The Court of Appeal noted in regards to sections 87, 89 and 90 of the Indian Act:
… these provisions should not be interpreted over-broadly, as they were conceived not to give Indians
a general economic advantage, but rather to preserve their rights on the lands they occupied and to
ensure that governments' taxation powers or those of their creditors to seize property would not impair
the use of their property on the Reserves.

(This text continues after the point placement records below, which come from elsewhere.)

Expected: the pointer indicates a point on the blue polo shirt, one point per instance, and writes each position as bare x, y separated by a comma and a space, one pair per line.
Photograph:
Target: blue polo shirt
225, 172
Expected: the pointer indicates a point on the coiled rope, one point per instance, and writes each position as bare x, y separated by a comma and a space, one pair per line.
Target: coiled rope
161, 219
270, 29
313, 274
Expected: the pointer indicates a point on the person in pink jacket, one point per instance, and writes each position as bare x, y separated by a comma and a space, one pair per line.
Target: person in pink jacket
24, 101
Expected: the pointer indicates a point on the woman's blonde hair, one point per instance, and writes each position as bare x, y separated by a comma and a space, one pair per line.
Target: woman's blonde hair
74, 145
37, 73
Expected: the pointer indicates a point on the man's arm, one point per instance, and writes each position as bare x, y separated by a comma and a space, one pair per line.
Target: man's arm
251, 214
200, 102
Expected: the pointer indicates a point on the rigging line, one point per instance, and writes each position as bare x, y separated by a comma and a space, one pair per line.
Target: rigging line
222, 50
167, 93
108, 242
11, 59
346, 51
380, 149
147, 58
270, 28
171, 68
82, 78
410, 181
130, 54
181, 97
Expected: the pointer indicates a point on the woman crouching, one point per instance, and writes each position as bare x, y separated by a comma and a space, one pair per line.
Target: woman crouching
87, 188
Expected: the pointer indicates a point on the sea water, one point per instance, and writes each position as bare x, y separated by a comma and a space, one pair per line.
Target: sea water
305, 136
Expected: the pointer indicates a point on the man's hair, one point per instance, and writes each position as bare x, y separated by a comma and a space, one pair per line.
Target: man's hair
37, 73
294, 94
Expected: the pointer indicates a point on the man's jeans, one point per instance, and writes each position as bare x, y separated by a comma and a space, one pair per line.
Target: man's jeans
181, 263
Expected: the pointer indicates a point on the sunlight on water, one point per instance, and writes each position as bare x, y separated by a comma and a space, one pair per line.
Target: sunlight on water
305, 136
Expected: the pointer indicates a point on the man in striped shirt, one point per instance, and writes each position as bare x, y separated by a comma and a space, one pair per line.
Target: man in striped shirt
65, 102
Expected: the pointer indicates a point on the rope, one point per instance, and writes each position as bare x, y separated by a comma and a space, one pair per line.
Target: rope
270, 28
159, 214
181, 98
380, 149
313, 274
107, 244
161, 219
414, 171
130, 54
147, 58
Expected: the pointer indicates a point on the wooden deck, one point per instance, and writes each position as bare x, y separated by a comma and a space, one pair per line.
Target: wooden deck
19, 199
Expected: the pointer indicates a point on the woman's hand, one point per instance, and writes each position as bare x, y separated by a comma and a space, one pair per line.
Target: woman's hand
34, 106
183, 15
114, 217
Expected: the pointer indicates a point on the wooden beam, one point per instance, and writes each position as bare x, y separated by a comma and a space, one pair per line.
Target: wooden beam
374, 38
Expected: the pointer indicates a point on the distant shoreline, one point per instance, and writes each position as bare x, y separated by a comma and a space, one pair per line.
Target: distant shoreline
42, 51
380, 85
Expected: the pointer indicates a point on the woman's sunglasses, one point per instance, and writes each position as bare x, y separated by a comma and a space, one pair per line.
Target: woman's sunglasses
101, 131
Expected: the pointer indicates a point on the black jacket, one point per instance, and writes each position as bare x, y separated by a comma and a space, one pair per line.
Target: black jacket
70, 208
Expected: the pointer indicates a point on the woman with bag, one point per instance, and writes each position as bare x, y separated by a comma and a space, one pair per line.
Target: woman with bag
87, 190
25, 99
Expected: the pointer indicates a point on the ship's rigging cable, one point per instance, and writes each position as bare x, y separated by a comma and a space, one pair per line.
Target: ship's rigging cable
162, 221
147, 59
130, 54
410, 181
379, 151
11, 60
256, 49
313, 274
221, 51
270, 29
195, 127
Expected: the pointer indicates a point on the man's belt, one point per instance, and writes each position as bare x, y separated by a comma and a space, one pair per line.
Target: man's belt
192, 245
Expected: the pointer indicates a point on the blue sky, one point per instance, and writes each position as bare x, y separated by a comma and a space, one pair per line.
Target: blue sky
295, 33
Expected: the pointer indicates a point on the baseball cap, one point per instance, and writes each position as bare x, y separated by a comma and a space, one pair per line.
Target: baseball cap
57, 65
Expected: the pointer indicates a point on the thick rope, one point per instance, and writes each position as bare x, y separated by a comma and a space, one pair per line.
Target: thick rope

In regards to the GST and the Québec sales tax, the appellants' arguments were contrary to Supreme
Court of Canada decisions. These are direct taxes paid by the ultimate purchaser of the product, not
by the merchant. The merchant is not personally responsible for the payment of the taxes, but only
for the remittance of the taxes that have been paid. The Court held:
The taxes appearing on the notices of assessment remain taxes payable by
the ultimate consumer at the end of the chain of the product's commercialisation. When the appellants
act in this manner, they cannot claim the tax exemption contemplated in s. 87 of the Indian Act and
thus, by ricochet, protect their customers who are not Indians from the application of the GST and
the QST.
Likewise, collection of the Québec fuel tax (which has been present since 1924) does not offend ss.

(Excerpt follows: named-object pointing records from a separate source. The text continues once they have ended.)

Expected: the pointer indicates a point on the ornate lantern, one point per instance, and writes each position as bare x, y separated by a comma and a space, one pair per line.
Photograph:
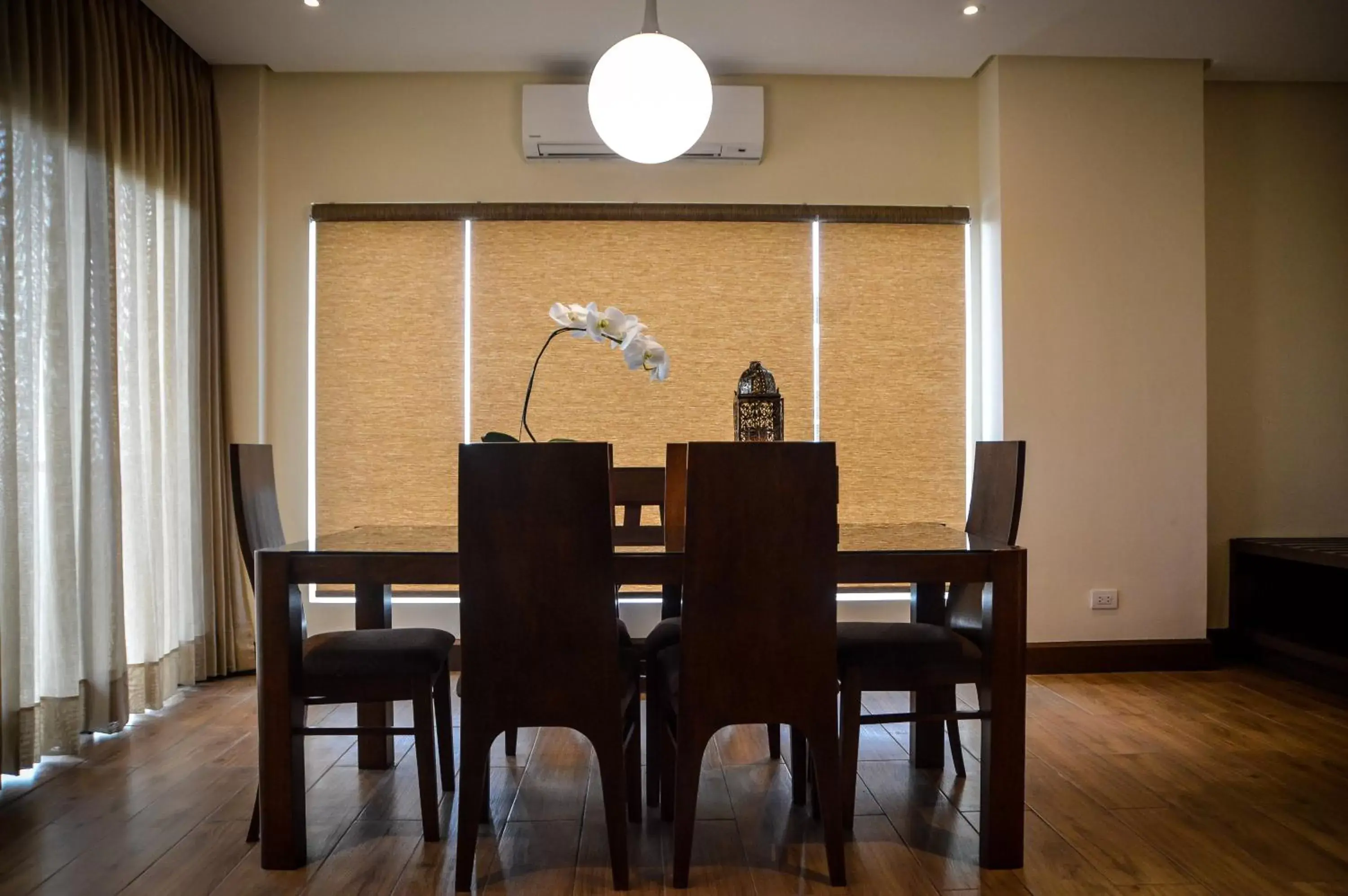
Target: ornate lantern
758, 408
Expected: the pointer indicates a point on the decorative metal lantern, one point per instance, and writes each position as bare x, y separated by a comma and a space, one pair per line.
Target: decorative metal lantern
758, 408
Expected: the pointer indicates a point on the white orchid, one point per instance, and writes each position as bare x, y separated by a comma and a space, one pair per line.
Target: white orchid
573, 317
608, 327
645, 354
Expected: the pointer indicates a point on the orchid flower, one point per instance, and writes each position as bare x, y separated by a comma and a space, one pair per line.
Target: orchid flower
619, 331
610, 325
645, 354
569, 316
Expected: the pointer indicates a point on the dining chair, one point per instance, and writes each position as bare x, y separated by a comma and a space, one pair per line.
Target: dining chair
355, 666
542, 640
905, 656
758, 623
666, 632
633, 489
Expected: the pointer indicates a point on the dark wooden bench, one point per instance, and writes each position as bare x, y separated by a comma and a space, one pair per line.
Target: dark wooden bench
1289, 607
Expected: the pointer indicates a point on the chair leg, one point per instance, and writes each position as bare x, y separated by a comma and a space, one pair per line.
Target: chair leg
669, 755
424, 725
472, 799
633, 764
800, 759
815, 786
608, 752
848, 747
824, 755
654, 737
688, 760
445, 731
956, 750
254, 825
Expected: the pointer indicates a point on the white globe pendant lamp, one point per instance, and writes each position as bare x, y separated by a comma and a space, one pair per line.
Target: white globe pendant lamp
650, 96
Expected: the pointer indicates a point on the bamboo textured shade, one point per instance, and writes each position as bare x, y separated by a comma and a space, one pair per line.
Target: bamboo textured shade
718, 294
715, 294
389, 374
891, 366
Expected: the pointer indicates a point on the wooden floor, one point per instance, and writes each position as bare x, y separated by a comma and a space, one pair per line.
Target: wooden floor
1183, 785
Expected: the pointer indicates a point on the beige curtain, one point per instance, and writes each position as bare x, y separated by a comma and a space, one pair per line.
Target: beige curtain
116, 568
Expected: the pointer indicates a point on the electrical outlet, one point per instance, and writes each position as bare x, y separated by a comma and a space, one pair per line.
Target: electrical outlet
1104, 599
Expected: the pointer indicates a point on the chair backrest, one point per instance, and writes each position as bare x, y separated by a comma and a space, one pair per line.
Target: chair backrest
635, 488
994, 514
257, 512
676, 495
759, 580
538, 612
998, 488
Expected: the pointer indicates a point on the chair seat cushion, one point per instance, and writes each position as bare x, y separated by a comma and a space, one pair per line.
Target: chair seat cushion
378, 651
668, 663
905, 647
666, 634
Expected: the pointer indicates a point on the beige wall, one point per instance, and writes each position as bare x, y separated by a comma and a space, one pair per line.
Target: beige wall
445, 138
1087, 181
239, 108
1099, 182
1277, 176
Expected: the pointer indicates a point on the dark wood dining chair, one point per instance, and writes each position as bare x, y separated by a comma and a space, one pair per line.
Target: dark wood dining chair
358, 666
542, 640
635, 488
758, 639
906, 656
666, 632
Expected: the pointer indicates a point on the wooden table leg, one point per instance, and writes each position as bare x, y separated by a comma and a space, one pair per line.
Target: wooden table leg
374, 609
927, 740
1002, 829
281, 714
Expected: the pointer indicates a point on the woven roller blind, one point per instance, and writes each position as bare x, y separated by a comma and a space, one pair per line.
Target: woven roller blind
891, 370
716, 294
389, 374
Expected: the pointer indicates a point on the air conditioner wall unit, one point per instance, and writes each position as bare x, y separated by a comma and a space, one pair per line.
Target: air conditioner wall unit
557, 126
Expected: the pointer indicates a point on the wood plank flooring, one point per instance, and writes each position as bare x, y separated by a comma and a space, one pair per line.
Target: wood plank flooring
1180, 785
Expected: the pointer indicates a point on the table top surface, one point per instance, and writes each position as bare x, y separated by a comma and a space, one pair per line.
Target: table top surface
898, 538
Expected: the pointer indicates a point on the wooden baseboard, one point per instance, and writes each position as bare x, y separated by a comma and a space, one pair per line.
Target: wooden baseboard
1068, 658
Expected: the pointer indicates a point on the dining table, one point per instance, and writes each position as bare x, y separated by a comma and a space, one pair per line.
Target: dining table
375, 559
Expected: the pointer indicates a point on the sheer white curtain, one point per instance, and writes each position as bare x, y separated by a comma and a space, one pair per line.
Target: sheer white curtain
118, 569
158, 381
62, 656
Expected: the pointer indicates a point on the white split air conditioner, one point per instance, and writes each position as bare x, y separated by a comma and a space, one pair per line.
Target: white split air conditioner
557, 126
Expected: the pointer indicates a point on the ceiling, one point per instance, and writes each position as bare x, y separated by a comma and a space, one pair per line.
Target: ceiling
1245, 40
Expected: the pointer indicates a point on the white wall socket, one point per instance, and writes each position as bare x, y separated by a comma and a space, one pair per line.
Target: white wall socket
1104, 599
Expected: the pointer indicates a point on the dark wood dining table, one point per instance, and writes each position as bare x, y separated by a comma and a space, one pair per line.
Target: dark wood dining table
374, 559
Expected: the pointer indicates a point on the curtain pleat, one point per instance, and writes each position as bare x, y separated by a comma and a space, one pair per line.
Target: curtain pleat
118, 568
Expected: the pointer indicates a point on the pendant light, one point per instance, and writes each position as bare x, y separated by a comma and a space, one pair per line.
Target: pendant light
650, 98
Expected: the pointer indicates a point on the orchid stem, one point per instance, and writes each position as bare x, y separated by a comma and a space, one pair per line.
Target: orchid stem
529, 393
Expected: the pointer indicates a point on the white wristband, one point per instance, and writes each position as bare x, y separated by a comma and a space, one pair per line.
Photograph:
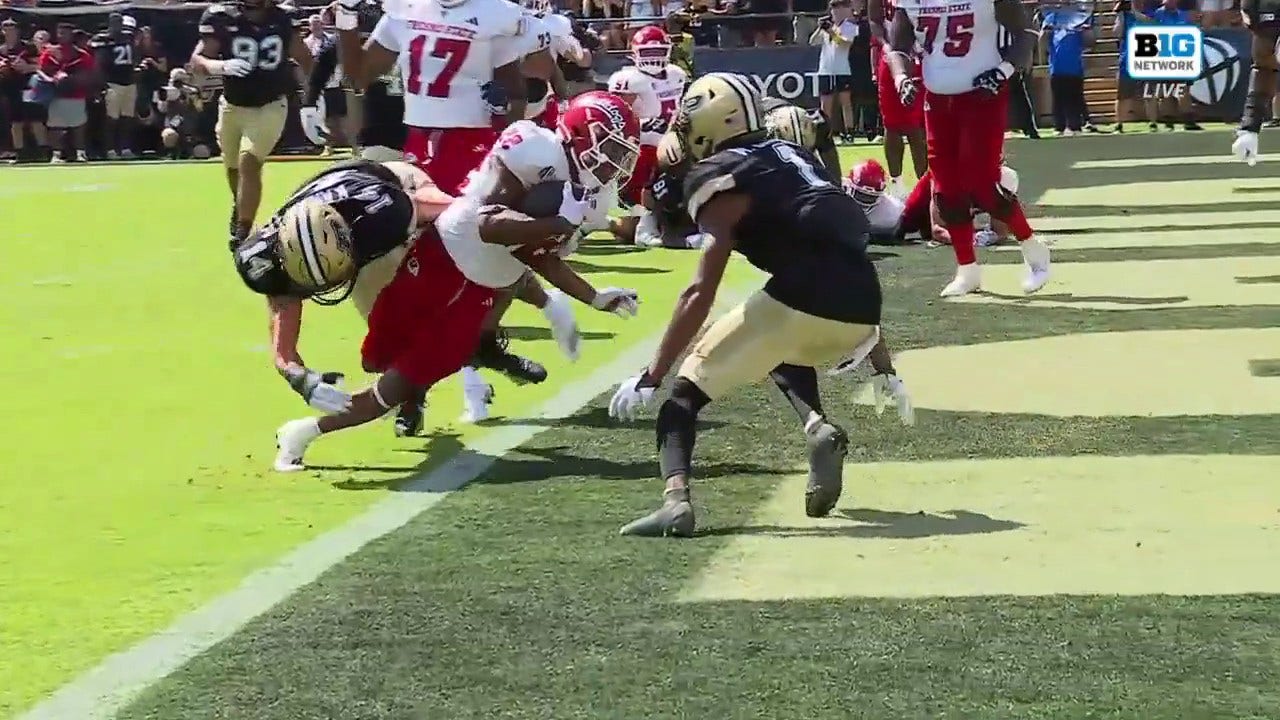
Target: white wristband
344, 19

87 or 89 of the Indian Act. Certain measures are imposed on merchants, such as keeping a
register of retail sales to Indians and Band Councils. Nevertheless, the fuel tax is a consumption
tax paid by the ultimate consumer, and not by the merchant. The trial judge did not err in his findings.
Federalism Arguments
The trial judge found that the "pump exemption" program implemented by Québec in
2011 did not offend section 91(24) of the Constitution Act, 1867, as it did not affect "Indianness".
The Court of Appeal rejected the appellants' submissions that the Province's budget measures and programs
offended Parliament's exclusive jurisdiction over Indians. The Supreme Court of Canada has taken a
restrictive view of the concept of the "unassailable" core of a federal power. The pith and substance
of the impugned budget measures are of a general tax nature, and they are valid provincial matters.

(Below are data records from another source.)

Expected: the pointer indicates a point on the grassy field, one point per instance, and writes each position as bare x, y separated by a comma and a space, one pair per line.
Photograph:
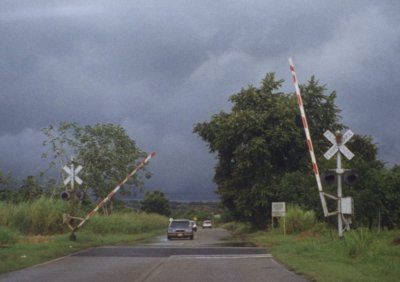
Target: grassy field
321, 256
32, 233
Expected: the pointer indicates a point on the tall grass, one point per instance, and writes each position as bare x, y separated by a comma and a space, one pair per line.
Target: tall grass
7, 235
127, 223
360, 242
43, 216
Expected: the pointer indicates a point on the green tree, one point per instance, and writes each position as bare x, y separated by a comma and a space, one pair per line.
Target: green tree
105, 151
155, 202
261, 140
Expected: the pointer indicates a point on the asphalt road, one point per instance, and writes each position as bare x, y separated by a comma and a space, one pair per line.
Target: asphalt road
206, 258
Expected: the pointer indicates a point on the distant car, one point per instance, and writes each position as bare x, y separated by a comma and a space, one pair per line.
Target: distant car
194, 225
180, 228
207, 224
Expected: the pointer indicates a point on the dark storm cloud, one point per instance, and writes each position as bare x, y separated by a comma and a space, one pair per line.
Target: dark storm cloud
159, 68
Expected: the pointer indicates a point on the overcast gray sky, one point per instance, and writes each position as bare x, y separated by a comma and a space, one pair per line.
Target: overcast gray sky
159, 67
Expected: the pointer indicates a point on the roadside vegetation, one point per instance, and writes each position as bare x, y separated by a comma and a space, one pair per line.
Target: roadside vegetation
314, 250
33, 232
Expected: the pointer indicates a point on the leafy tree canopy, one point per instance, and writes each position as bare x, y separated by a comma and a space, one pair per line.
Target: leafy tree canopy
105, 151
261, 140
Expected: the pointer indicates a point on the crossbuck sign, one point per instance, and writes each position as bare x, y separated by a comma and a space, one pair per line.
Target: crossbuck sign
338, 145
72, 174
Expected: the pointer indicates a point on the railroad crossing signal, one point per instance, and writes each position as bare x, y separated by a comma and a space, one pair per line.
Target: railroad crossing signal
72, 174
338, 142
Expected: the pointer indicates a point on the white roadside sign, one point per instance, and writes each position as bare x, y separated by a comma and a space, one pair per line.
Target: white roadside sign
278, 209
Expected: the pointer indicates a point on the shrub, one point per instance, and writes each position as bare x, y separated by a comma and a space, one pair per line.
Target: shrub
359, 242
42, 216
8, 235
128, 223
238, 228
297, 220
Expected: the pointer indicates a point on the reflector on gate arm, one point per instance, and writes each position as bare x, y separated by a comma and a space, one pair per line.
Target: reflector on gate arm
109, 196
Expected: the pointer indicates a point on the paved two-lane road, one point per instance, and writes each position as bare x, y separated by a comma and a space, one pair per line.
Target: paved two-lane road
206, 258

They do not constitute legislation in relation to Indians. The appellants are impacted not because
they are Indians, but because they are retailers who sell fuel to Indian and non-Indian consumers.
Indians are not being singled out for payment of a special tax. These measures are aimed at ensuring
that the right to purchase tax-exempt fuel is not being abused.
The Court of Appeal also referred to the Supreme Court of Canada's decision in Tsilhqot'in Nation and
held that the doctrine of interjurisdictional immunity is inapplicable. The appropriate test for analysing
the infringement of an Aboriginal right is the Sparrow test. In this case, the appellants
have failed to prove either an Aboriginal right or an unjustified hardship. They could only point to
losing a competitive advantage in regards to other fuel merchants. Intervention in such matters is
not the role of the courts.
Standing Issue
The Kahnawake Band Council did not want to get involved in this proceeding. The trial judge held that
the appellants do not represent their community, and that they were not authorized to represent them
in regards to a claim for Aboriginal rights. On appeal, the Court of Appeal found that the appellants
had the necessary standing to claim the declaratory relief asserted. An analogy was made with an Aboriginal
person invoking collective rights as a ground of defence to a criminal charge. The appellants would
be subject to the financial consequences of non-compliance with the fuel tax laws. The Québec Code
of Civil Procedure also supports the right of the appellants to bring this action. The Supreme Court
of Canada in Behn v. Moulton Contracting noted that collective rights may have some individual
aspects to them and that, in appropriate circumstances; individual members can assert certain Aboriginal
or treaty rights. In this case, the rights asserted by the appellants have the necessary "individual
aspect" to them.
The appeal was dismissed with costs.